Guest Post: Is Being Yourself The Enemy Of Growth? by Kegomoditswe Magobe
Photo Cred: Stage 2 Planning
“Always be yourself, unless you suck” said Joss Whedon, an American screenwriter, film and television director, who co-wrote the Pixar film ‘Toy Story’. When I was doing some personal research on relationships in 2015, I realised that I did not know as much as I thought I did about interacting with the opposite sex. The idea was to equip myself with conversational and body language skills, thus in essence with the aim to improve myself, I was changing. What I was doing was against conventional dating advice to just be myself and be confident. Yes, but being myself was not working so well, because I was struggling to develop promising friendships with males and the advice that I was getting wasn’t really helping me. So could Whedon be correct, “Always be yourself, unless you suck.”?
What does it really mean to be yourself and to be authentic? If people really knew everything about you, and I mean everything – every good and nasty thought, habit and character trait – I would imagine that for instance the divorce rate would probably increase. Secondly, we cannot deny that we are influenced by our surroundings to a large extent. Our culture; religion; lifestyle; even our preferences in food, music and clothes are taught to us and acquired. In my personal opinion, I have even noticed that due to the increased popularity of stand-up comedy in the last 10 years, teenagers and young adults tend to have the same type of playful, insult-humour with a dash of sarcasm and innuendos. Therefore, (with strict interpretation) being authentic cannot completely be about being original, because there is usually nothing new under the sun – whatever you do has probably been done before or whoever you become has been.
In my view, being yourself is about freedom – having the freedom to choose who you want to be and living out that choice. For example, if there are ten people you know and you like a trait from all of them, if you copy each trait and incorporate it in your life, then you are being yourself. So remember, it’s not necessarily about being original but it’s about the liberty to choose. To a certain extent that is what my religion encourages: freely select to simulate the good characteristics of the Creator until they eventually become your own natural impulses.
So what is the point of this article? Well, I have a slight problem with the notion or belief that there is complete virtue in being yourself. For example, check out this quote by anonymous, “To be beautiful means to be yourself. You don’t need to be accepted by others. You need to accept yourself.” Think about it, this suggests that it does not matter what others think of who you are or what the consequences of your actions may be, as long as you are being yourself and think (or ‘feel’) it is right, then its fine. This is also known as Moral Subjectivism.

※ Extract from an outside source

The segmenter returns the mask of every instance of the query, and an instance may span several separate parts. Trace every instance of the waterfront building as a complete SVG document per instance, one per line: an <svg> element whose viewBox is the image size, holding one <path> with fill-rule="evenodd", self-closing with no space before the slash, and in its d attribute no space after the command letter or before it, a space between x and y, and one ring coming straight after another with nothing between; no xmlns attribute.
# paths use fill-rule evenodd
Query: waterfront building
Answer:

Now, do we really believe this? I doubt it – well not fully. So I’m going to borrow a view from Utilitarianism, where right and wrong is determined by the overall goodness (utility) of the consequences of the action. Thus for instance, if a person’s true self is being a serial killer and deriving pleasure from seeing the death of other people, then the “being myself” excuse will not cut it in court. Granted, I am using an extreme example, but I have to in order to bring across the following principle: if you think yourself to be perfect you will never improve, and that is kind of what a lot of these “be yourself’ advocates are trying to allude – that you are fine just the way you are.
No, you are probably not; and if you know yourself to not be perfect, and do not want to improve, then that is just sad. Fine, I am not a philosopher who can adequately expound on the different systems of morality to determine what is right or wrong, and even though I am clearly not a fan of moral subjectivism, I do believe that you should overall love yourself because you are human and every human being deserves love. However you are not expected to love or approve every single “bad” or “unproductive” character trait, and thus persisting with such on the basis that you are “being yourself” can definitely be the enemy of growth.

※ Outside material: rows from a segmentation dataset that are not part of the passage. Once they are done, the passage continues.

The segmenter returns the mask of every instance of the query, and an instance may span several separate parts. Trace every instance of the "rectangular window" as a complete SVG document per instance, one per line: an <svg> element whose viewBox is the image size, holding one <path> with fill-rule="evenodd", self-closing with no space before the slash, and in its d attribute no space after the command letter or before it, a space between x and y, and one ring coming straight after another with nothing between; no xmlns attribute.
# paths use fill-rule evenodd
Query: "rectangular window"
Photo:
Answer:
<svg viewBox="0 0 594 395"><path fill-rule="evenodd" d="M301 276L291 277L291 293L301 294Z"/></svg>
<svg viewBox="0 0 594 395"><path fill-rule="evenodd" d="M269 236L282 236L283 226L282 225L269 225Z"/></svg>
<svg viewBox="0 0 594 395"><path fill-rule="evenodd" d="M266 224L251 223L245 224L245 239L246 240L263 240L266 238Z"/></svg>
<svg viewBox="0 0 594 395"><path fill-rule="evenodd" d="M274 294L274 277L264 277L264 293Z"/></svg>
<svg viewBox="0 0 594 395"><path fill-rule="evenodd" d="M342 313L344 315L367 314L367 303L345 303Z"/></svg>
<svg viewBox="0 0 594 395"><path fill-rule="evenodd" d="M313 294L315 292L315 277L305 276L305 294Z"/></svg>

In view of the above, I am not saying that you should be a relentless people-pleaser, or a self-help junkie that reads all the books and goes to every seminar but never becomes better. What I am saying is that you should not be too proud to learn from others and apply it – these are the winners in life (and in dating as I hear… lol). Being yourself and the current version of you is not always worth it, and I am assuming that we all want to be “great”. So continue to be a free and honest person – be yourself, but let it be your better self (Karl G. Maeser). The better self that considers the consequences of their actions and always desires to improve. The better self that treats other people the way that they want to be treated; and if you believe in a Creator, the better self that adheres to its guidance for your good and the greater good of the people around you. Therefore I agree with Whedon and I will conclude with his words, “Always be yourself, unless you suck.”

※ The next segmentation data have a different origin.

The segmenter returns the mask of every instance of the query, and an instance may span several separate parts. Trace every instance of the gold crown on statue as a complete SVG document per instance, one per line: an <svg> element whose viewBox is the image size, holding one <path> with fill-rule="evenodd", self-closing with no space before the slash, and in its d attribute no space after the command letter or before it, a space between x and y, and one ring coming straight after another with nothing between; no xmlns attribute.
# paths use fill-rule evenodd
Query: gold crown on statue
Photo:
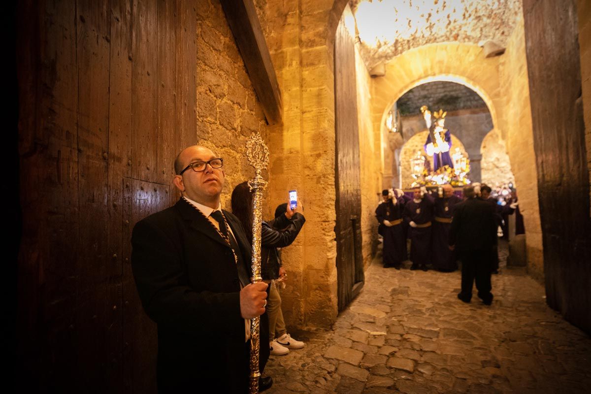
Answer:
<svg viewBox="0 0 591 394"><path fill-rule="evenodd" d="M444 112L443 109L440 109L439 111L433 112L433 118L435 119L445 119L446 115L447 115L447 111Z"/></svg>

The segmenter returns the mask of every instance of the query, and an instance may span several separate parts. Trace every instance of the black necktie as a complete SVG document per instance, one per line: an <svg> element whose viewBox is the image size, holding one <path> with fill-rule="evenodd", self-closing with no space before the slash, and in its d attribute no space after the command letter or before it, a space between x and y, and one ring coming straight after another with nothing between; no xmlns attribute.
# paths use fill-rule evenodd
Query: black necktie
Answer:
<svg viewBox="0 0 591 394"><path fill-rule="evenodd" d="M210 215L212 217L216 220L216 222L220 226L220 232L223 236L229 238L228 236L228 229L226 228L226 221L223 220L223 216L219 211L213 211ZM232 241L230 242L232 243Z"/></svg>
<svg viewBox="0 0 591 394"><path fill-rule="evenodd" d="M248 273L246 266L242 261L242 255L241 253L240 247L238 246L238 242L236 242L236 239L231 233L228 233L228 228L226 227L226 220L224 220L223 216L220 211L213 211L212 212L210 216L219 223L220 232L228 239L228 240L230 242L230 247L234 250L234 253L238 259L236 262L238 269L238 278L240 279L240 282L242 286L246 286L250 282L250 280L248 278Z"/></svg>

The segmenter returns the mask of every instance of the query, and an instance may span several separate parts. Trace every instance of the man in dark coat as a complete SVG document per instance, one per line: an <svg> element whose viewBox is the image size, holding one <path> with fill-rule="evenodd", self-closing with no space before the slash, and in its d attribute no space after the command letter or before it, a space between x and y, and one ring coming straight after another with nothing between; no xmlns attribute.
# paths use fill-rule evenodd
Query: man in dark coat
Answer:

Kego is a sister-friend of mine from Sandton SDA Church in Johannesburg. She is in her late twenties and grew up in Roodepoort, in the West Rand of Joburg. She has been a Christian all her life and is from a conservative Christian family – she grew up watching her mother preach.
An SDA singing group came to her church and that is how she was introduced to the Sabbath – by becoming friends with the members of this singing group. She joined the SDA Church in high school and got baptised, and has been an Adventist for just over 10 years now.
Kego is also a University of Johannesburg alumni and a semi-colporteur. She is an aspiring writer and preacher, and she is growing her personal ministry little by little. Kego is an introvert who is trying to be a people’s person.